While the US government hasn’t nationalized its oil industry, these large interstate pipelines and utilities have been granted powers approaching that of a NOC. US oil and gas companies are required by most states to provide this type of information with the knowledge that it will be made publicly available, but these interstate pipeline gas storage facilities can hide behind the federal government (FERC).

 

So, before we start making demands of other countries let’s take a minute to think what the repercussions would be for an employee of this US pipeline company had they sold their “national security” secrets to IHS.

Quantum Resources' Denbury Acquisition

"We think there are a lot of opportunities out there.
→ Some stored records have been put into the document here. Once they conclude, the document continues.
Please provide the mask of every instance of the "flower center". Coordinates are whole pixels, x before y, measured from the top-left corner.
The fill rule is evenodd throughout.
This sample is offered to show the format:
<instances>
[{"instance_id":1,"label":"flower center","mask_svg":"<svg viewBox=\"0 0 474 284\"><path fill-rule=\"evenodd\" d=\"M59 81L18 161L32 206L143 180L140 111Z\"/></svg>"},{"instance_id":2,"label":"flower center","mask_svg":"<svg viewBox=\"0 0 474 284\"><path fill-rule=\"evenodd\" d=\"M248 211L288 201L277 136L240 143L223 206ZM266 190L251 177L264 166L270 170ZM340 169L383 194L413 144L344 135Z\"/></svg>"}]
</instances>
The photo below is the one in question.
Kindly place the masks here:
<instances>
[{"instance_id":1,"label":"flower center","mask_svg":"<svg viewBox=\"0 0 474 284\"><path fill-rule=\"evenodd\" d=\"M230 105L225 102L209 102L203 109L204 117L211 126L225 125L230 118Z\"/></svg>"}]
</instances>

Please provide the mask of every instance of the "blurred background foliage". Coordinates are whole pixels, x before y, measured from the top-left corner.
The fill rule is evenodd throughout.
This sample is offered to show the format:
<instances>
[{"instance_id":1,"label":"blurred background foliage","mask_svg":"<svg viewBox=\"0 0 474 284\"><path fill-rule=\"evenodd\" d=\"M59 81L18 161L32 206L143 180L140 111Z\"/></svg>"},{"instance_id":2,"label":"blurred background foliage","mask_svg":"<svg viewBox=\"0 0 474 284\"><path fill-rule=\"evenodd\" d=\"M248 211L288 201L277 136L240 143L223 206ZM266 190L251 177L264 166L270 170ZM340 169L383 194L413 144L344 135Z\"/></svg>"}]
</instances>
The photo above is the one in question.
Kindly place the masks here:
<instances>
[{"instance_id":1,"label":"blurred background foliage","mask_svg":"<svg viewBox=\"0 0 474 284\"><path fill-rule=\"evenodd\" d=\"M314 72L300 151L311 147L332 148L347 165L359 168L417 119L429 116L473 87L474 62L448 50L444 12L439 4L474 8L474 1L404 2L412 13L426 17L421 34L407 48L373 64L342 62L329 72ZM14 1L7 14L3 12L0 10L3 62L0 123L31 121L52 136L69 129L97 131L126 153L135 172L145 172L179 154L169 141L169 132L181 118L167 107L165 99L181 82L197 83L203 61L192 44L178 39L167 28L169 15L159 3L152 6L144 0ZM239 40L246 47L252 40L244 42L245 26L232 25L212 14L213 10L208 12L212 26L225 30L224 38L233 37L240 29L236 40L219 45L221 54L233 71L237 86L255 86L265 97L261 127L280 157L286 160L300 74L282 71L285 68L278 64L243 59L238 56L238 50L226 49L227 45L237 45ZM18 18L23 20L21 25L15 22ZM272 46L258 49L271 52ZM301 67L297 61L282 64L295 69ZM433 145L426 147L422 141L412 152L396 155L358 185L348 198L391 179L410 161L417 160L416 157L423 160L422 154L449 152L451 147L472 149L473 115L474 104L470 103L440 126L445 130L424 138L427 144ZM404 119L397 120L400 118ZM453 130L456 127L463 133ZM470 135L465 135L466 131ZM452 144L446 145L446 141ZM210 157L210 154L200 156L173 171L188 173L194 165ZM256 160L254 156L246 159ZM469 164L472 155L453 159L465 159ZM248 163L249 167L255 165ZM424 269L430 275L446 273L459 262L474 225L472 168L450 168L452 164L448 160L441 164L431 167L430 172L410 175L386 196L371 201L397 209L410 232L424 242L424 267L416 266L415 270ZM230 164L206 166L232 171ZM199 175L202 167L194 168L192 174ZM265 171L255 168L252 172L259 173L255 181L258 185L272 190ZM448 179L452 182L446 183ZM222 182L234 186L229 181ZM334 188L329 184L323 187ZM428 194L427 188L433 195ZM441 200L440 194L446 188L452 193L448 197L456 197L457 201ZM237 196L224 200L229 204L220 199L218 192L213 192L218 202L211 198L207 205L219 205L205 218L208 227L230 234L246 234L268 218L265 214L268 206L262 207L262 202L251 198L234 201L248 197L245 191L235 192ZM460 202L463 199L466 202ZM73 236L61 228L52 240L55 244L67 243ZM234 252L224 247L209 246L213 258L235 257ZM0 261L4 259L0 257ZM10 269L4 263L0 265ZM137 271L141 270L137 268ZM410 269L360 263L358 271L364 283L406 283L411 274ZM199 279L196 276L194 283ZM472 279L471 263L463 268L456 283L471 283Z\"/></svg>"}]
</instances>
The shale plays take a lot of capital to drill all those leases…companies generally have to issue equity, structure additional debt, or sell their non-core conventional assets—which are what we want to buy."  -Alan Smith, Quantum Resources

In a recent article on OilandGasInvestor.com Leslie Haines interviews Alan Smith of Quantum Resources Management about the recent $900 million acquisition of Denbury assets.  It sounds like Quantum has a good investment plan targeting conventional assets (instead of the ultra-hot shale plays) in well established producing basins, and focusing their capital on enhancing existing production through infill drilling and waterfloods.  

Its refreshing to hear a company talking about doing business the "old school way"-- buy quality assets in mature basins and focus your efforts (and capital) on developing your assets with low risk drilling and flooding; not to mention the portfolio diversification effect of mixing oil and gas assets in different basins.   In the interview Mr. Smith refers to his business philosophy as "contrarian," but I would call it "good business."